Contradictory to our results is a study from Li et al., which showed inhibited HL-7702 (human hepatocytes) cell proliferation following UGCG (siRNA) depletion [23]. We were able to show that proliferation is impaired following UGCG OE in NMuLi cells by performing two proliferation assays. Furthermore, cell viability (MTT assay) is reduced (not statistically significant) and statistically significant increased following UGCG inhibition with PDMP in NMuLi/UGCG OE cells. Given the importance of cytokinesis for cell viability, it is interesting that we detected reduced Aurora B/AIM1 protein concentration. Aurora B/AIM1 is essential for proper cytokinesis [17]. Aurora B/AIM1 expression reaches its maximum at the G2/M cycle transition.

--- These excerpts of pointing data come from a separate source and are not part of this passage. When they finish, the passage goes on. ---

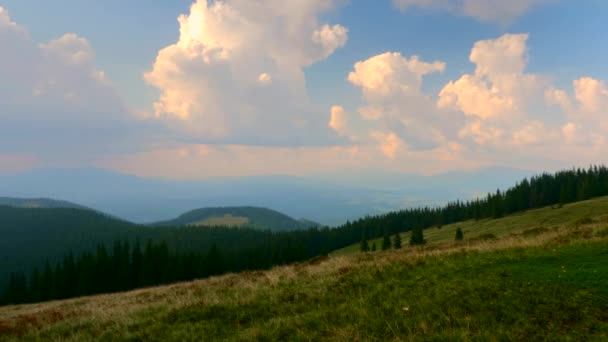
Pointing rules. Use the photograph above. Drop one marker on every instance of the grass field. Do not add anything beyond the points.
(544, 278)
(533, 222)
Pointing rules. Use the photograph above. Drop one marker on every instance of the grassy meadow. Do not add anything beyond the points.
(543, 277)
(531, 222)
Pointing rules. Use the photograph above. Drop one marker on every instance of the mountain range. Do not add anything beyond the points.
(329, 199)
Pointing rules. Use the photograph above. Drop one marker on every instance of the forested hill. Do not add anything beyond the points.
(38, 203)
(31, 235)
(254, 217)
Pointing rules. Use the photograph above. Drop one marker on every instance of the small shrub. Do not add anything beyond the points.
(583, 221)
(534, 231)
(602, 232)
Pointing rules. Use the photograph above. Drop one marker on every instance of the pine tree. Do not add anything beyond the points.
(364, 244)
(386, 241)
(417, 237)
(397, 241)
(459, 234)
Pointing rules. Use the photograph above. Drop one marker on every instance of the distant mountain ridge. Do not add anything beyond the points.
(329, 199)
(38, 203)
(254, 217)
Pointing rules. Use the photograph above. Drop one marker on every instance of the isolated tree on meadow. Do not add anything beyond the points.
(417, 237)
(364, 244)
(459, 234)
(397, 241)
(386, 241)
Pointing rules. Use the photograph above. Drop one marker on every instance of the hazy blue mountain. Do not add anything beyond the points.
(37, 203)
(259, 218)
(328, 199)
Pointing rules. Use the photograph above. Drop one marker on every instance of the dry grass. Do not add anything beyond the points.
(121, 309)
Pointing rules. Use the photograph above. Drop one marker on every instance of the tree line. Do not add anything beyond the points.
(187, 253)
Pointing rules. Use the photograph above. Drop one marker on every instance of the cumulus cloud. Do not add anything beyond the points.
(338, 120)
(396, 113)
(500, 99)
(499, 11)
(499, 85)
(53, 100)
(236, 72)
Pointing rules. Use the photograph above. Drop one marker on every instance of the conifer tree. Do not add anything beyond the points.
(364, 244)
(417, 237)
(397, 241)
(386, 241)
(459, 234)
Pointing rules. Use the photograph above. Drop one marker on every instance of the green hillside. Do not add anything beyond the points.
(544, 277)
(254, 217)
(528, 222)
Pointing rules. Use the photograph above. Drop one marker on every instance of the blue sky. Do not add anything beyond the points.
(565, 42)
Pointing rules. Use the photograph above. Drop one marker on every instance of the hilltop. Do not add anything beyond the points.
(541, 276)
(38, 203)
(254, 217)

Possibly, UGCG overexpression leads to increased degradation of Aurora B/AIM1. However, no statistically significant differences between tumor necrosis factor α (TNFα) and cytochrome C release following UGCG KD were detected by Li et al. [23]. B-cell lymphoma 2 (Bcl-2) mRNA expression is reduced, whereas, Bcl-2-associated X protein (Bax) and caspase-3 expression is induced, which indicates induction of apoptotic processes [23]. We were able to lower UGCG mRNA expression to 30% compared to control cells. In the study of Li et al., human hepatocytes were used and UGCG expression is lowered to 40%, which might be the reason for the differences in the study outcome. Also, we have not checked the effect of UGCG on apoptotic processes in normal liver cells. Unexpectedly, low glucose media conditions increase cell numbers for both NMuLi/UGCG OE and control cells. One explanation is that UGCG is less active since less glucose is available and thereby UGCG generates less GlcCer. Accordingly, UGCG/GlcCer do not induce the effects described by Li et al. [23] in NMuLi cells. This must be investigated in further studies.

Conclusion

In this study we were able to show that UDP-glucose ceramide glucosyltransferase (UGCG) overexpression (OE) decreases mitochondrial respiration and glycolysis in normal murine liver cells. Furthermore, expression of tumor markers is lowered and UGCG-derived glucosylceramide (GlcCer) and lactosylceramide (LacCer) accumulate in glycosphingolipid-enriched microdomains (GEMs). In endoplasmic reticulum (ER)/mitochondria fractions an accumulation of GlcCer, LacCer and dihydroceramide (dhCer) was detected. This results in decreased cell proliferation (graphic abstract). Our data show that OE of UGCG per se does not induce pro-cancerous processes in normal liver cells.